How do we make sense of the tragedy of a school shooting or even draw objective conclusions from these incidents? Deadly Lessons is the outcome of the National Research Council's unique effort to glean lessons from six case studies of lethal student violence. These are powerful stories of parents and teachers and troubled youths, presenting the tragic complexity of the young shooter's social and personal circumstances in rich detail.

The cases point to possible causes of violence and suggest where interventions may be most effective. Readers will come away with a better understanding of the potential threat, how violence might be prevented, and how healing might be promoted in affected communities.
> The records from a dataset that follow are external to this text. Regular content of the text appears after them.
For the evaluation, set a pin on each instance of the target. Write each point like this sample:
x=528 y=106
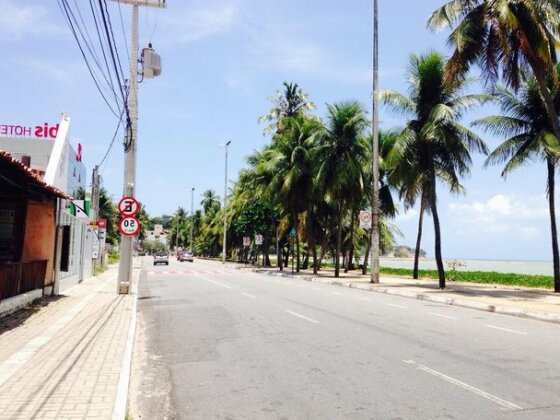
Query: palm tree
x=209 y=200
x=341 y=174
x=530 y=137
x=289 y=164
x=509 y=35
x=289 y=103
x=433 y=144
x=179 y=219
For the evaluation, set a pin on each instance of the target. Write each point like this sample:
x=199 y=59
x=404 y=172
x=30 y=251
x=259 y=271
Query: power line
x=64 y=7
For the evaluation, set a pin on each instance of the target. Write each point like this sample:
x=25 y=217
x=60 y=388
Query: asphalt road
x=217 y=343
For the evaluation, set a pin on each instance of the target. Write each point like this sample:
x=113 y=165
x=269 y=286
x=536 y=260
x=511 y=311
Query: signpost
x=129 y=226
x=128 y=206
x=365 y=219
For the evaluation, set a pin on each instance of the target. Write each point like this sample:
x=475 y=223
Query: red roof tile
x=5 y=156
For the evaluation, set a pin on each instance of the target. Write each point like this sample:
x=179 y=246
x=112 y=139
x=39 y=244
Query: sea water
x=500 y=266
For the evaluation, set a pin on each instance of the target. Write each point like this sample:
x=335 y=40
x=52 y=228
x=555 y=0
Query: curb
x=121 y=399
x=471 y=304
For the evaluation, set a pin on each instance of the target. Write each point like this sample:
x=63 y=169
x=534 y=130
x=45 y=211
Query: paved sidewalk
x=538 y=304
x=64 y=360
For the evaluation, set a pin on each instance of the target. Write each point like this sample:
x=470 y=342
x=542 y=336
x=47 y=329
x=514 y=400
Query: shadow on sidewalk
x=18 y=318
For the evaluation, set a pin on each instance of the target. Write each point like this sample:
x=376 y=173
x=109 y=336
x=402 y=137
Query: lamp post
x=375 y=154
x=225 y=205
x=192 y=219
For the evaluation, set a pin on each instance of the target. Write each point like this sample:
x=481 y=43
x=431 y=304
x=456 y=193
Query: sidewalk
x=538 y=304
x=68 y=358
For each case study, Deadly Lessons relates events leading up to the violence, provides quotes from personal interviews about the incident, and explores the impact on the community. The case studies center on:

  • Two separate incidents in East New York in which three students were killed and a teacher was seriously wounded.
  • A shooting on the south side of Chicago in which one youth was killed and two wounded.
  • A shooting into a prayer group at a Kentucky high school in which three students were killed.
  • The killing of four students and a teacher and the wounding of 10 others at an Arkansas middle school.
  • The shooting of a popular science teacher by a teenager in Edinboro, Pennsylvania.
  • A suspected copycat of Columbine in which six students were wounded in Georgia.

For everyone who puzzles over these terrible incidents, Deadly Lessons offers a fresh perspective on the most fundamental of questions: Why?